В следующий раз мы смогли вздохнуть с облегчением только тогда, когда вновь стояли на земле, на берегах Бэби Лэнда. Последние 24 часа оказались самым страшным ледяным ужасом, который нам пришлось пережить. Это приключение на дробящемся льду в проливе было настолько опасным, что надежда добраться до пролива Ланкастер, где мы могли встретить китобойные суда и эскимосов, исчезла. Нам нужно было найти способ двигаться по суше и начать продумывать альтернативные варианты, если наш первоначальный план держать курс к магнитному полюсу провалится.
Во время этой суточной пытки на льду мы ничего не ели, кроме сырого медвежьего мяса, а воды из неприкосновенного запаса хватало только на то, чтобы утолить самую острую жажду. Тяжелая работа при быстром перемещении с одной льдины на другую настолько измотала, что мы в изнеможении упали на камни, чтобы хоть немного прийти в себя, прежде чем взяться за установку лагеря. Собаки, измученные не меньше нас, сделали то же самое. Через полчаса мы поднялись в сырой обуви и насквозь мокрой одежде, дрожа от холода. Необходимо было развести огонь, чтобы обсушиться и приготовить еду. Поблизости нашлась чистая пресная вода. Как же это здорово – напиться воды, пусть и ледяной. Как наслаждались водой собаки! Мир стал казаться светлее, хотя небо, закрытое холодным туманом, было темным.

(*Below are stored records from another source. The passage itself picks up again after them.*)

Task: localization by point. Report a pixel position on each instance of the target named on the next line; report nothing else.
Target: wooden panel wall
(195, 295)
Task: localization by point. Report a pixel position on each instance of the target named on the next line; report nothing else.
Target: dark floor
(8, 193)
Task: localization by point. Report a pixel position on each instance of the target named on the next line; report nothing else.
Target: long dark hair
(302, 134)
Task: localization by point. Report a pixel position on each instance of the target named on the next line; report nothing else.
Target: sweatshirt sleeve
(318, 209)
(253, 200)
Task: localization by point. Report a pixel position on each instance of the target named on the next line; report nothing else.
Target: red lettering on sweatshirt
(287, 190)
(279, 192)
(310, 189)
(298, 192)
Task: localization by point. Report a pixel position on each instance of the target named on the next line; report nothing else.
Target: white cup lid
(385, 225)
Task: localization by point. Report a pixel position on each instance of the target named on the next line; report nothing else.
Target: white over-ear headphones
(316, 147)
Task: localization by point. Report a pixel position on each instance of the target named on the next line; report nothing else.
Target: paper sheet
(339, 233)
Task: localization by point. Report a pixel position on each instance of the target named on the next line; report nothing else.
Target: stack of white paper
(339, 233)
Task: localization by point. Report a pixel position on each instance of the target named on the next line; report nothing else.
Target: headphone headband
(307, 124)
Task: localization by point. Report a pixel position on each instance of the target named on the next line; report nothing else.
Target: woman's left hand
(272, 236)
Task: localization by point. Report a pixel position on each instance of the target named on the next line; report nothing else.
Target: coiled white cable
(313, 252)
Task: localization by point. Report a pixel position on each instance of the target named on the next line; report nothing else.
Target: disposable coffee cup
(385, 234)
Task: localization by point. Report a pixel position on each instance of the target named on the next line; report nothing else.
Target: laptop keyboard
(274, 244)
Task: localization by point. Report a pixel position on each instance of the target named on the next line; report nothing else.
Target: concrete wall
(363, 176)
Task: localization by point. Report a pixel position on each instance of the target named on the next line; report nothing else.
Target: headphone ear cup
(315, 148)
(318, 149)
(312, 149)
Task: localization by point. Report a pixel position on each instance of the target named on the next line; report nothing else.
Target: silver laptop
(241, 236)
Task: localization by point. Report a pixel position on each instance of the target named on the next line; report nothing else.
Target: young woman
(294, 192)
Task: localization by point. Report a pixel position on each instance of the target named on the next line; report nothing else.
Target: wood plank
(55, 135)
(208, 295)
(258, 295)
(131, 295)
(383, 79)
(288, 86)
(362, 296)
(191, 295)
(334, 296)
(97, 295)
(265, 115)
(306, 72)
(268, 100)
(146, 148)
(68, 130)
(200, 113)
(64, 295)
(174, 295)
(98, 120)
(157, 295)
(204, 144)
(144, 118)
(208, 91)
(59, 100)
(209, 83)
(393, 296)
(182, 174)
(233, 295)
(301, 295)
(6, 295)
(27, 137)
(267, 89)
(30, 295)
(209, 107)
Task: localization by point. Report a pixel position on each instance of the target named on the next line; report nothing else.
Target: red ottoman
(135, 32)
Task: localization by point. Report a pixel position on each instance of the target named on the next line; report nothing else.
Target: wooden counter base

Однако разжечь костер, даже на земле, теперь стало сложной задачей. Во время передвижения по трудному льду мы потеряли почти весь тюлений и медвежий жир. Кроме лишайников на скалах, растительности почти не было. Этук сказал: «Если мы хотим жить, мы должны развести огонь. Я попробую собрать немного топлива среди камней».
Вела сказал, что окоченел настолько, что не в состоянии ходить. Он спросил, можем ли мы разрешить ему снять мокрую одежду и завернуться в сухие шкуры, чтобы разогреть замерзшую кровь? «Да, – ответил я, – устраивайся как можно лучше, пока мы собираем топливо». Я чувствовал примерно то же, что и Вела, но для меня лечь означало продлить пытку холодом до опасной степени. Надев полусухие ботинки, я тоже начал карабкаться по камням наверх, чтобы найти мох или веточки ивы. Я надеялся, что движение хотя бы заставит кровь бежать быстрее. Даже если я не найду топлива, я смогу осмотреть с высоты окрестности.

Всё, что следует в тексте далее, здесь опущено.